Prof Franklinstein suggests age is a problem


Why do we do this?

Well a few years ago the collaborators of Prof Franklin sewed a young and an old mouse together and gave the old mouse a young mouse’s blood supply. This gruesome experiment is called parabiosis and is frowned upon in the UK as unacceptable science…The stress of the procedure must be horrendous. Imagine being sewn to a bully who is going to torment you…or imagine being stitched to a pervert. However, Mary Shelly would have been proud of this as she created a monster.

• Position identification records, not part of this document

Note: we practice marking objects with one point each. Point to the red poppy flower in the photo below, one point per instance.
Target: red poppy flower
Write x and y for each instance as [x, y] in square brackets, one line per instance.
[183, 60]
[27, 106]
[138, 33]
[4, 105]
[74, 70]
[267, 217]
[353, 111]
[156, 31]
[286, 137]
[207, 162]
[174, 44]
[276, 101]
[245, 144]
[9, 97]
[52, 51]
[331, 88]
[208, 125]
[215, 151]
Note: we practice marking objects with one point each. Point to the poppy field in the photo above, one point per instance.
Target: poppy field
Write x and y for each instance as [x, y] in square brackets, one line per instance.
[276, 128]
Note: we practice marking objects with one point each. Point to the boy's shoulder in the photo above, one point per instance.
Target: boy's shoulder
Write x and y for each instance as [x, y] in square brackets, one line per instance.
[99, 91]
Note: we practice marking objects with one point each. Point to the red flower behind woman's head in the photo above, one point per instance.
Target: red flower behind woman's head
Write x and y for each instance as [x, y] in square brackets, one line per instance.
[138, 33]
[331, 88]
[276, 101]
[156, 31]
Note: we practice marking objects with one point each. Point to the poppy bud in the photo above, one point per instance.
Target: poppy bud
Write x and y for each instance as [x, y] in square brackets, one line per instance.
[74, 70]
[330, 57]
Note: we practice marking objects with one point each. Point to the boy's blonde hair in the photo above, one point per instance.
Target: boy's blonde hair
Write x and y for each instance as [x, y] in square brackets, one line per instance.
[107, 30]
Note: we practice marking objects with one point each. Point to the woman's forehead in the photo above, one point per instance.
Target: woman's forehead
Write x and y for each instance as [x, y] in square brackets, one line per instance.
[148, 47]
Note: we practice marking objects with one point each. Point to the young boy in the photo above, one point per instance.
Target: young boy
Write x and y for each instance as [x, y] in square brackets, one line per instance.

You don’t repair as well when you are older and this is shown again,

Aging restricts the ability of mesenchymal stem cells to promote the generation of oligodendrocytes during remyelination.Rivera FJ, de la Fuente AG, Zhao C, Silva ME, Gonzalez GA, Wodnar R, Feichtner M, Lange S, Errea O, Priglinger E, O’Sullivan A, Romanelli P, Jadasz JJ, Brachtl G, Greil R, Tempfer H, Traweger A, Bátiz LF, Küry P, Couillard-Despres S, Franklin RJM, Aigner L. Glia. 2019 Apr 30. doi: 10.1002/glia.23624. [Epub ahead of print]. Multiple sclerosis (MS) is a demyelinating disease of the central nervous system (CNS) that leads to severe neurological deficits. Due to their immunomodulatory and neuroprotective activities and their ability to promote the generation of oligodendrocytes, mesenchymal stem cells (MSCs) are currently being developed for autologous cell therapy in MS. As aging reduces the regenerative capacity of all tissues, it is of relevance to investigate whether MSCs retain their pro-oligodendrogenic activity with increasing age. We demonstrate that MSCs derived from aged rats have a reduced capacity to induce oligodendrocyte differentiation of adult CNS stem/progenitor cells. Aging also abolished the ability of MSCs to enhance the generation of myelin-like sheaths in demyelinated cerebellar slice cultures. Finally, in a rat model for CNS demyelination, aging suppressed the capability of systemically transplanted MSCs to boost oligodendrocyte progenitor cell (OPC) differentiation during remyelination. Thus, aging restricts the ability of MSCs to support the generation of oligodendrocytes and consequently inhibits their capacity to enhance the generation of myelin-like sheaths. These findings may impact on the design of therapies using autologous MSCs in older MS patients.

Well you can all read and suggests doom and gloom for older people and that has been seen to be an issue with anti-LINGO-1 antibody where people who are younger respond to treatment.

Does that spell bad news for older people? Well the good news is that you can get rejuvenated or should I say your phagocytes can as they have to hoover-up the debris before repair can occur. How do you you do it. Well there is more than one way to achieved this and ProfF has their own way of doing it. It has been spoken about but I’ll wait until it is published before I say more.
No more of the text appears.